L'objection n'est cependant pas si forte qu'il paraît. Si les citoyens se trouvent en effet toujours déjà engagés dans une communauté où ils sont nés et se trouvent bon gré, mal gré enracinés, il n'est pas aussi difficile qu'il le semble de rappeler à nouveau que la condition pour bénéficier des avantages de la communauté est d'abord de les énumérer et ensuite d'en reconnaître explicitement les principes. À l'heure où le consommateur le plus ignorant sait très bien trouver les meilleures offres commerciales, on ne voit pas ce qui le condamnerait à ne rien savoir des conditions de son existence politique et sociale...

Un engagement civique

L'analyse qui vient d'être menée repose sur la thèse qu'il ne doit plus y avoir de ticket gratuit, d'inscription automatique au guichet républicain. Il faut ajouter qu'à une époque où les déplacements sont facilités (y compris pour les immigrés), où l'assujettissement à un lieu est réduit, l'entrée dans une communauté implique encore plus qu'aux XVIe et XVIIe siècles qu'on en reconnaisse les conditions.

Ce que les remises en cause violentes de la communauté rendent manifeste, c'est la nécessité de passer du tacite à l'explicite, de la passivité à l'engagement, des droits aux devoirs. Il faut donc envisager que non seulement l'éducation civique joue désormais un rôle clé dans l'éducation de tous, mais qu'elle débouche sur un engagement solennel d'accès à la citoyenneté.

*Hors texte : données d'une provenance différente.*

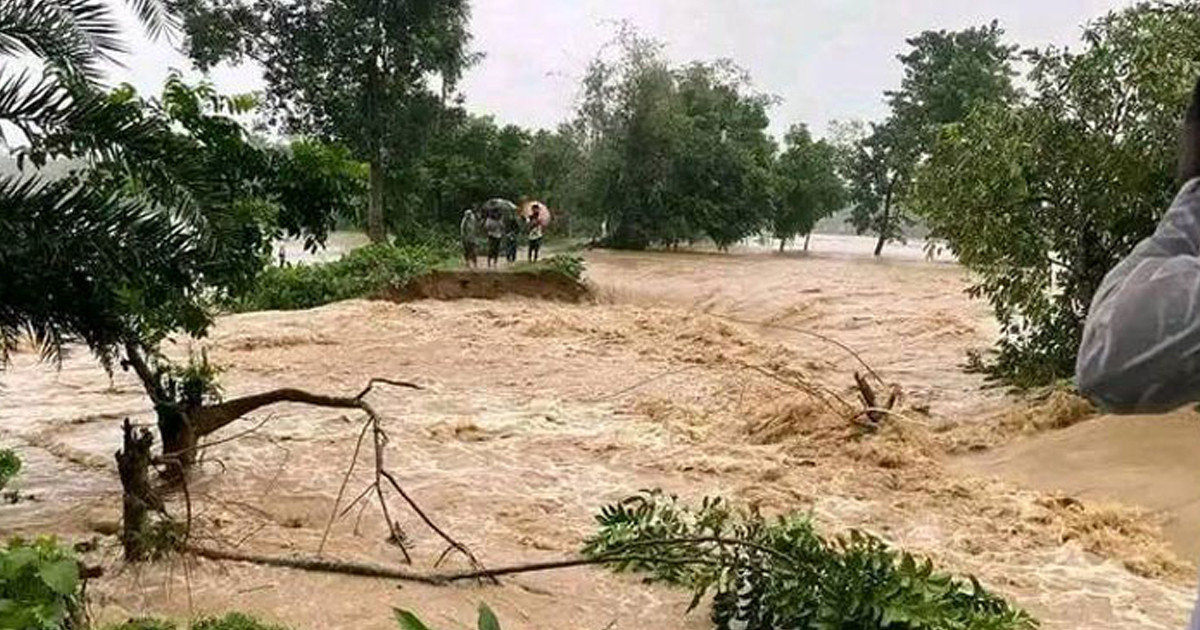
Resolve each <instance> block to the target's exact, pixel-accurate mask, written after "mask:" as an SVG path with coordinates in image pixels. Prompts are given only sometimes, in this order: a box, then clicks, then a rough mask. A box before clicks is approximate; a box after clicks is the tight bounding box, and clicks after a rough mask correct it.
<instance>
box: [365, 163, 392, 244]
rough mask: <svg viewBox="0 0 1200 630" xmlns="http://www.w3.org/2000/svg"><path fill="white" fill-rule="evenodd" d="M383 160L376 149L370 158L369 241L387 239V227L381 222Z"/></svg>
mask: <svg viewBox="0 0 1200 630" xmlns="http://www.w3.org/2000/svg"><path fill="white" fill-rule="evenodd" d="M383 179H384V173H383V160H382V156H380V155H379V152H378V151H377V152H376V155H374V158H373V160H371V199H370V203H368V204H367V238H370V239H371V242H384V241H385V240H388V229H386V228H385V227H384V224H383V184H384V181H383Z"/></svg>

Quand un nombre grandissant de citoyens ne partagent pas certains des principes constitutionnels les plus indispensables à la communauté, les ignorent ou même les combattent ouvertement, il faut qu'ils en tirent les conséquences et s'en retirent - ou qu'on les force à s'en retirer. Dans les théories de la démocratie à partir de Locke, l'appartenance civique est posée comme affaire de choix raisonné et volontaire de citoyens qui savent ce qu'ils font, et de l'hypothétique contrat de départ on passe au serment exprès, à la manière de la Révolution française quand elle accueillait avec enthousiasme les étrangers venus par conviction la rejoindre.

Il nous faut aujourd'hui prendre conscience que l'accès automatique, somnolent et passif à la communauté politique ne peut plus avoir cours et doit faire place à un engagement clair et conscient 1. Une communauté doit être choisie pour ses principes explicites, pas pour ses vitrines et ses guichets.

  1. J'ai développé dans un livre, Citoyenneté et loyauté, qui fait suite à Contre la bienveillance, les conditions précises d'organisation de cette nouvelle loyauté civique.